HTML表没有从mysql db填充

时间:2018-01-17 03:55:04

标签: php html mysql

我试图在我的mysql数据库的表中获得一个简单的数据HTML表,但它只是在页面上的一个段落中显示为混乱的文本和代码。可能导致这种情况的任何想法?以下是我正在运行的代码:

<html lang="en"><head><meta http-equiv="Content-Type" content="text/html; charset=UTF-8">
    <title>
        Title
    </title>
    <meta name="viewport" content="width=device-width, initial-scale=1.0">
    <!-- Bootstrap -->
    <link href="./swipe_da_code_files/bootstrap.min.css" rel="stylesheet">
    <link rel="icon" type="image/ico" href="http://lndapp.wpi.edu/img/favicon.ico">

    <style type="text/css">
        body {
            padding-top: 60px;
            padding-bottom: 40px;
        }
    </style>
</head>
<body>
<nav class="navbar navbar-inverse navbar-fixed-top">
    <div class="container">
        <div class="navbar-header">
            <button type="button" class="navbar-toggle collapsed" data-toggle="collapse" data-target="#navbar" aria-expanded="false" aria-controls="navbar">
                <span class="sr-only">Toggle navigation</span>
                <span class="icon-bar"></span>
                <span class="icon-bar"></span>
                <span class="icon-bar"></span>
            </button>
            <a class="navbar-brand" href="http://url:Port">AdminPortal</a>
        </div>
        <div id="navbar" class="collapse navbar-collapse">
            <ul class="nav navbar-nav">
                <li class="active"><a href="default.htm">Home</a></li>
                <li><a href="CreateUser.html">Create User</a></li>
                <li><a href="Database.html">Database</a></li>
            </ul>
        </div><!--/.nav-collapse -->
    </div>
</nav>

<div class="container">
    <h1>Database Landing Page</h1>
</div>


<?php
  $server = mysql_connect("server", "user", "password"); 
  $db = mysql_select_db("database", $server); 
  $query = mysql_query("SELECT * FROM Table"); 
?>
         <table>
            <tr>
                <td>username</td>
                <td>password</td>
                <td>physicianID</td>
            </tr>

            <?php
               while ($row = mysql_fetch_array($query)) {
                   echo "<tr>";
                   echo "<td>".$row[username]."</td>";
                   echo "<td>".$row[password]."</td>";
                   echo "<td>".$row[physicianID]."</td>";
                   echo "</tr>";
               }
            ?>
        </table>

</body></html>

我尝试了各种不同的方式来显示数据,这是我能想到的最简单的表格,只是以表格形式显示几行,但它没有运行。

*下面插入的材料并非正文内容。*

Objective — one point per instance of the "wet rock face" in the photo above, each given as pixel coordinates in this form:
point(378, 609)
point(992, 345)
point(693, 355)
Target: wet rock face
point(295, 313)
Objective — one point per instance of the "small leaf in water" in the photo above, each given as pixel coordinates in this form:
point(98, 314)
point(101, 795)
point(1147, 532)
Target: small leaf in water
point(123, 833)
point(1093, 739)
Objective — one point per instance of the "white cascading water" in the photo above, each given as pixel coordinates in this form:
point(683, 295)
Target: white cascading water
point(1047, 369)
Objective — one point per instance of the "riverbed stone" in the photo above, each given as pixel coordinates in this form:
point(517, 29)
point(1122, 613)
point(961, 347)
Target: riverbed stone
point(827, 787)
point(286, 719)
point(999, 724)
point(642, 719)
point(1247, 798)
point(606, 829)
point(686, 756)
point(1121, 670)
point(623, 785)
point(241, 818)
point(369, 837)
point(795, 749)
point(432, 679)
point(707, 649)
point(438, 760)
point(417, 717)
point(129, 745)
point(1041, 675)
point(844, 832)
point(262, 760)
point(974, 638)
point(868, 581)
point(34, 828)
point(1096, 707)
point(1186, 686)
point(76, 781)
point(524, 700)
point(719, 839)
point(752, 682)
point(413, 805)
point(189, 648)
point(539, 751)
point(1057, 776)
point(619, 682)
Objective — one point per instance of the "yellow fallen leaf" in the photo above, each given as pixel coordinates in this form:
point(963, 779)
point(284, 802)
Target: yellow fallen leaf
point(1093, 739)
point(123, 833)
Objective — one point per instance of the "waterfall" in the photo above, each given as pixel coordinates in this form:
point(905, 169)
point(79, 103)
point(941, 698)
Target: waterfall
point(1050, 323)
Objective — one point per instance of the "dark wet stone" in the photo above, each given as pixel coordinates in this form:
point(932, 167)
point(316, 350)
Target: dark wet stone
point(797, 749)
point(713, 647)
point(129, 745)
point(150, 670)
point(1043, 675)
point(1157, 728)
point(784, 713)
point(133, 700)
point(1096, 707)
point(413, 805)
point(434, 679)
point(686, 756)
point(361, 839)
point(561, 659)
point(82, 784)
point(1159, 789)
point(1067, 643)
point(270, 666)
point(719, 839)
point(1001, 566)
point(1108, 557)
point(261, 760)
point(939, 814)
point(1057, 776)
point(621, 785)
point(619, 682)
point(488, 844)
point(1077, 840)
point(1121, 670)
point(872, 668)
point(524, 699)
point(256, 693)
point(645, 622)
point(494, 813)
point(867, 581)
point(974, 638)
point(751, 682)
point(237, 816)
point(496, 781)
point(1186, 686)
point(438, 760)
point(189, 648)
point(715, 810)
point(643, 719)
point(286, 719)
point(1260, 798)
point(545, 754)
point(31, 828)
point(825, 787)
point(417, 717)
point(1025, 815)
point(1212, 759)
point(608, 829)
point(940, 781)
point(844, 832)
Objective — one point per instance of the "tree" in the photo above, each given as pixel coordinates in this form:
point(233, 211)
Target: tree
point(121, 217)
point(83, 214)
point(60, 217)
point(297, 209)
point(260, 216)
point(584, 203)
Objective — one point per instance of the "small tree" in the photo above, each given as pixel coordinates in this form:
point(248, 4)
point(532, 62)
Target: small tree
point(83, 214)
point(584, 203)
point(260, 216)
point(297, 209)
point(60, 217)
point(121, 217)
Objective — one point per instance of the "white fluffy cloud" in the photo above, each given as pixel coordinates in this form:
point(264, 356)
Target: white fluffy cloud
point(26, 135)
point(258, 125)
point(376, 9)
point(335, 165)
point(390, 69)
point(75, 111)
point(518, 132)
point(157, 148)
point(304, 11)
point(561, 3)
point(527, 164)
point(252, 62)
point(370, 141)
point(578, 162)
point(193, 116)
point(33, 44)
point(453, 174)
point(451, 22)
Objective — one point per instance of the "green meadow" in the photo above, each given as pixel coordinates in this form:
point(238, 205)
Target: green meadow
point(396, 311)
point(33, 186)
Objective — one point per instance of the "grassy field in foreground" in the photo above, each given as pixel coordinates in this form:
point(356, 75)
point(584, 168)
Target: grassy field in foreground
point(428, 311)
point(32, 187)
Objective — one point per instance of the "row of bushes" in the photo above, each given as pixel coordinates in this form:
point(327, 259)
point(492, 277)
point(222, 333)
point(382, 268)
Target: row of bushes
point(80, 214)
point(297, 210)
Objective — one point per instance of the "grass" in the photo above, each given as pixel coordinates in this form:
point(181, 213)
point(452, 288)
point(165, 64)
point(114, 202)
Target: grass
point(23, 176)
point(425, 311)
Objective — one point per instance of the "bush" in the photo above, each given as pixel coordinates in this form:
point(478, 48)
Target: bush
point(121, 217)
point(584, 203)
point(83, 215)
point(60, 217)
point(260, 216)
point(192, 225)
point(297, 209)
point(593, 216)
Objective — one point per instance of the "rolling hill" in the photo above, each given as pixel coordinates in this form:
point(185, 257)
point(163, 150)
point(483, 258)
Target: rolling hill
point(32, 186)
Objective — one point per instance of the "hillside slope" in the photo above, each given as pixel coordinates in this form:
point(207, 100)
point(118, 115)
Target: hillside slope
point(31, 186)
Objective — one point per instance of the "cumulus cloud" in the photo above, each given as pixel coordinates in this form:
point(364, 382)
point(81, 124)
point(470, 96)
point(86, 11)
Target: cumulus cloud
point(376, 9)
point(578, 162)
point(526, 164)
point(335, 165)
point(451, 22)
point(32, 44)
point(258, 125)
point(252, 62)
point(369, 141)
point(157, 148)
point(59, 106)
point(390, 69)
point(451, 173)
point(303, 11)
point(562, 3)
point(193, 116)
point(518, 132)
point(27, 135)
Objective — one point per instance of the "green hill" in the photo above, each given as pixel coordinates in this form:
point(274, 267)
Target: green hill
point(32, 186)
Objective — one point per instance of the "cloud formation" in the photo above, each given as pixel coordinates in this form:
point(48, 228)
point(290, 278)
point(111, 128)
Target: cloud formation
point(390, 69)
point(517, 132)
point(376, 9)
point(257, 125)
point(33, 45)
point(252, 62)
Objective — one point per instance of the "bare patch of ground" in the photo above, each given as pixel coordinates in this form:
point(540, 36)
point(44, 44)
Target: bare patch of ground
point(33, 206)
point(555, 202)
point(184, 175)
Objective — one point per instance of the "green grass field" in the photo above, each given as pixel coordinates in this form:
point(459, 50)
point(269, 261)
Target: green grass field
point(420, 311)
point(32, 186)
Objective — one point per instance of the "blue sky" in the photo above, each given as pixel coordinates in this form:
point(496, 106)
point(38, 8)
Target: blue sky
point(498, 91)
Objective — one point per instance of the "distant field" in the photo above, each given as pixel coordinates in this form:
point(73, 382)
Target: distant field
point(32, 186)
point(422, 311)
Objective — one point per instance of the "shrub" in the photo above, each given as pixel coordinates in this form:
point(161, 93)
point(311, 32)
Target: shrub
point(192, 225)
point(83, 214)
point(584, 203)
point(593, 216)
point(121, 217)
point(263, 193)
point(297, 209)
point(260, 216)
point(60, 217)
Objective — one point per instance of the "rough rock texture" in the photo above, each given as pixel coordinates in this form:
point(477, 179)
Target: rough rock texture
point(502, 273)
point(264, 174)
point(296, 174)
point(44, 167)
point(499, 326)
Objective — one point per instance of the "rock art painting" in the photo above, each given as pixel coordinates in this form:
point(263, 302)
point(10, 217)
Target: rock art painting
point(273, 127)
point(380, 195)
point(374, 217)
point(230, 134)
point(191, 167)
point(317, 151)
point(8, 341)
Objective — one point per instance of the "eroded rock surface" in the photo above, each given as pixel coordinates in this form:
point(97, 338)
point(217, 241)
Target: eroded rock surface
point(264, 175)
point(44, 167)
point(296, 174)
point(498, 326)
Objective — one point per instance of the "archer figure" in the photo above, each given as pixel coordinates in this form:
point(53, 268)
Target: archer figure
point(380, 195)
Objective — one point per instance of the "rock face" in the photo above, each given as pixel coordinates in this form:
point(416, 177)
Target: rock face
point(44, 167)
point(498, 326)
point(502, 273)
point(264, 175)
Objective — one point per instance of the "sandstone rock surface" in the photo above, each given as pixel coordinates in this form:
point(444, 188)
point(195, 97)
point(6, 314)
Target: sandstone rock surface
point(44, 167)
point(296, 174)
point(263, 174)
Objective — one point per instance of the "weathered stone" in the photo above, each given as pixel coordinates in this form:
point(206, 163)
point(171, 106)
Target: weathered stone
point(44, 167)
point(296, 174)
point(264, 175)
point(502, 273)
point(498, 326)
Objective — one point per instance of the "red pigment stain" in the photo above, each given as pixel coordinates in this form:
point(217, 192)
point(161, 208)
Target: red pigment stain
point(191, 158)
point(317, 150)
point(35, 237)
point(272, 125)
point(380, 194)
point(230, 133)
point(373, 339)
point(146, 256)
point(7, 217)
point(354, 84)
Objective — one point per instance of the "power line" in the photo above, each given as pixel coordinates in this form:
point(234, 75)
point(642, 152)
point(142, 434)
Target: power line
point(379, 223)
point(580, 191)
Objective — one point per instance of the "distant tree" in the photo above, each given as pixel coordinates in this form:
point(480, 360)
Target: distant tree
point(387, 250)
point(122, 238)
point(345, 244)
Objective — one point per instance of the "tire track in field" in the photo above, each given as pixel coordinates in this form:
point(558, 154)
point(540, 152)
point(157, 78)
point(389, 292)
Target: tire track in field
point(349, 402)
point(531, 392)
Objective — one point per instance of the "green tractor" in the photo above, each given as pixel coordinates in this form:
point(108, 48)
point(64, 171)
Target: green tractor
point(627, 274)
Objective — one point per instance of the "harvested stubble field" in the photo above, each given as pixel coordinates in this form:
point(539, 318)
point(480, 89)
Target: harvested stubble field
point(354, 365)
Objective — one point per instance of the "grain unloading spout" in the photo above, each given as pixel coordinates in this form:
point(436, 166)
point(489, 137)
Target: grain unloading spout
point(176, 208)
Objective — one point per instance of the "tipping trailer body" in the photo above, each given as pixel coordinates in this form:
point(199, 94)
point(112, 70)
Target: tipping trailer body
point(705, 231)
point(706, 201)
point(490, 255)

我仔细检查了我输入的连接详细信息,以及数据库的查询,并确定不是导致它的原因。

This is an image of the website output based on the code

2 个答案:

答案 0 :(得分:2)

替换

           echo "<td>".$row[username]."</td>";
           echo "<td>".$row[password]."</td>";
           echo "<td>".$row[physicianID]."</td>";

通过

           echo "<td>".$row['username']."</td>";
           echo "<td>".$row['password']."</td>";
           echo "<td>".$row['physicianID']."</td>";

你缺少报价!

答案 1 :(得分:1)

请使用mysqli或PDO,因为现在不推荐使用mysl方法。

<?php
$server=mysqli_connect("server", "user", "password" , "my_db");

if (mysqli_connect_errno())
{
   echo "Failed to connect to MySQL: " . mysqli_connect_error();
}

$result = mysqli_query($server, "SELECT * FROM Table")
?>

然后

<?php
   while ($row = mysqli_fetch_array($result))
   {
       echo "<tr>";
       echo "<td>".$row['username']."</td>";
       echo "<td>".$row['password']."</td>";
       echo "<td>".$row['physicianID']."</td>";
       echo "</tr>";
    }
 ?>

Akintunde007在他/她的答案中是正确的,你正在解析一个常量。